In Lord of Misrule Jaimy Gordon very much portrays the seedy side of horse racing. There is a reason Medicine Ed has that nickname, for example. There are horses who are obviously too old to be running being raced to the death, there is gambling, and there are power struggles that come with a scene that involved drugs and betting. Add to that Tommy and Maggie’s somewhat perverse sex life and you may understand that this novel very much plays to the intrigue that comes with feeling a slight repulsion to the setting and characters portrayed.

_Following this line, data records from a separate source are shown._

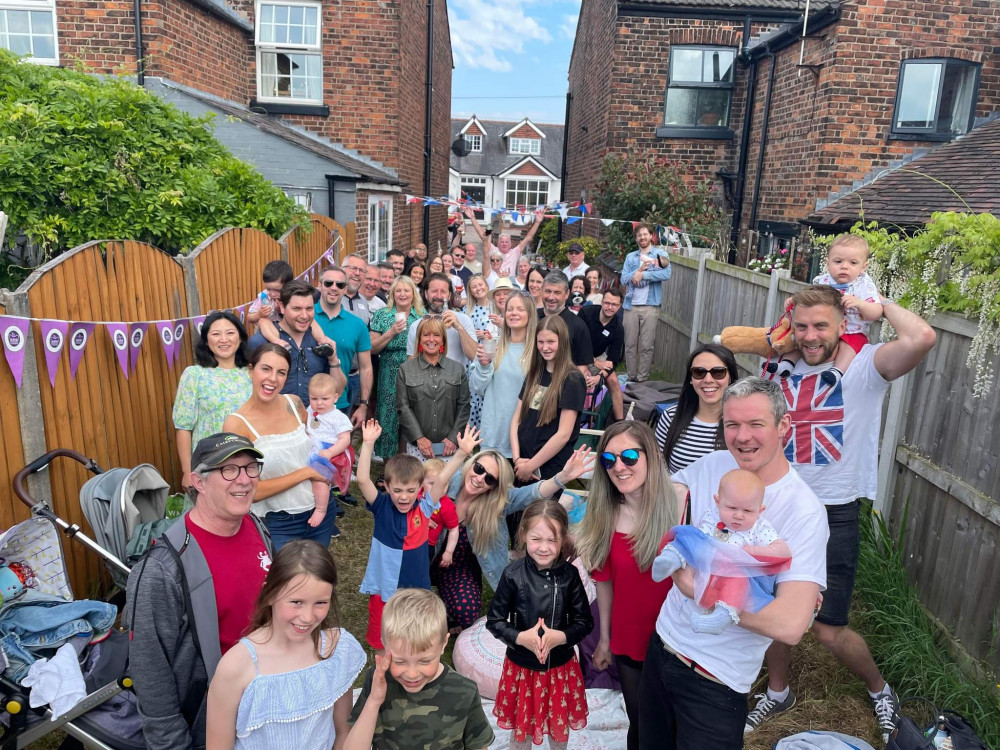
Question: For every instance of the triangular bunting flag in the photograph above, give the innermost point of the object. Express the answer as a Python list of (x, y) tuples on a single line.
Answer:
[(54, 339), (15, 338), (79, 337)]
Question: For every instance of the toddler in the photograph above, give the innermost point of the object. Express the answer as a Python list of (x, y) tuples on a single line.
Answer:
[(411, 699), (846, 264), (330, 430), (728, 583), (446, 515)]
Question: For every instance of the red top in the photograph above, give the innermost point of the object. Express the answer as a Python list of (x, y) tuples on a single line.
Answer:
[(637, 600), (239, 564), (446, 515)]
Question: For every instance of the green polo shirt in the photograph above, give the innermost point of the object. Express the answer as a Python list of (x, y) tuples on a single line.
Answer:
[(351, 335)]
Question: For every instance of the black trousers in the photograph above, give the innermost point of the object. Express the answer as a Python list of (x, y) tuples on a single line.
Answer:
[(678, 708)]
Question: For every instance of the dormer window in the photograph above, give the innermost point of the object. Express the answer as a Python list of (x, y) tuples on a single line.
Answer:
[(531, 146)]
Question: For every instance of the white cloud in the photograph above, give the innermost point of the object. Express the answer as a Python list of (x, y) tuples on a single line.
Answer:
[(484, 33)]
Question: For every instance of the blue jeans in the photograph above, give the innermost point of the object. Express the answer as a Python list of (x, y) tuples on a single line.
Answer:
[(286, 527)]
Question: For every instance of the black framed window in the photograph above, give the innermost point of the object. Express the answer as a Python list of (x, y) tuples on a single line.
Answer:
[(936, 98), (699, 92)]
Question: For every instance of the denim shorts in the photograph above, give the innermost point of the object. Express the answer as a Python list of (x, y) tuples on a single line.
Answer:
[(841, 562)]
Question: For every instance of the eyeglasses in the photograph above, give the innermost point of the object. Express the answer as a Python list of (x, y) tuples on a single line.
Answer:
[(231, 472), (717, 373), (491, 481), (629, 457)]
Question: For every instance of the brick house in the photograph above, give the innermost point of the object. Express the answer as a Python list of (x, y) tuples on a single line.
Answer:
[(780, 122), (328, 100), (509, 164)]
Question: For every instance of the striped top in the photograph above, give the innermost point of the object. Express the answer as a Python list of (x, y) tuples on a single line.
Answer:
[(698, 440)]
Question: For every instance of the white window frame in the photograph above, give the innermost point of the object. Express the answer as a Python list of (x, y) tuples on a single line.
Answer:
[(378, 244), (528, 146), (269, 48), (35, 6), (539, 183)]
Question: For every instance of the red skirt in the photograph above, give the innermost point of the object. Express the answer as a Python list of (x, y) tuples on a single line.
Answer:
[(533, 704)]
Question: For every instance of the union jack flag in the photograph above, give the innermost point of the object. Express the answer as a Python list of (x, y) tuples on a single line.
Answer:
[(817, 412)]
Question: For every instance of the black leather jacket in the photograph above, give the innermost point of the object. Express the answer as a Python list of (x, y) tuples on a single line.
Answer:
[(526, 593)]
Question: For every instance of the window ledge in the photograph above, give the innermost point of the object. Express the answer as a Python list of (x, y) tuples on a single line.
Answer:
[(276, 108), (702, 133)]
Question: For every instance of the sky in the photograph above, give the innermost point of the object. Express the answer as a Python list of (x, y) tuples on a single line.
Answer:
[(511, 58)]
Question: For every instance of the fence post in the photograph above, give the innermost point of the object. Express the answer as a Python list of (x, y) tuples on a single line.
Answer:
[(892, 433), (29, 401), (699, 299)]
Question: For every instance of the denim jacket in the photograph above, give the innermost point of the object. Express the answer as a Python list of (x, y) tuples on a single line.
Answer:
[(496, 558), (654, 277)]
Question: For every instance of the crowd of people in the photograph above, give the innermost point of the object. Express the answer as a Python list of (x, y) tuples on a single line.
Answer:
[(468, 388)]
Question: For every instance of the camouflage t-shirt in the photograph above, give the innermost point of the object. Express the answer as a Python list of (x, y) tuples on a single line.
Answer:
[(447, 714)]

I admit, this was not exactly my kind of book. I know very little, or better yet nothing, about horse racing. Jaimy Gordon does explain the process of racing, betting, and claiming in a manner that helped me understand it a little. However, I still felt bewildered after reading the first 50 pages or so. Combined with my unfamiliarity with this world, the book heavily leans on the use of dialect and slang, slightly different for every character introduced, but all of it difficult to read and understand at first. I needed those first 50 pages to come to grips with what the hell was going on, and at the same time, the first 50 pages were the hardest to get through. Once I got past that point, the story became a little easier for me to follow, so did the prose, and whereas I was reluctant to continue reading before, I now felt quite certain I would make it to the end of the novel.

I did not enjoy Lord of Misrule exactly, but I did not, for the most part, dislike it either. I can appreciate what Jaimy Gordon has done, and how the prose and the somewhat alien setting are cleverly used in the novel. I actually enjoyed how the novel is set up around four races with four horses, and how each horse and race is hinted at in the previous parts of the novel. But overall, this was simply not my kind of novel. I particularly regret not feeling much sympathy for any of the characters, I simply did not care very much about what happened to them, not even to Ed or Maggie. Perhaps the seedy side of life mostly scares and repulses me too much to muster the required curiosity about it that pulls this book along.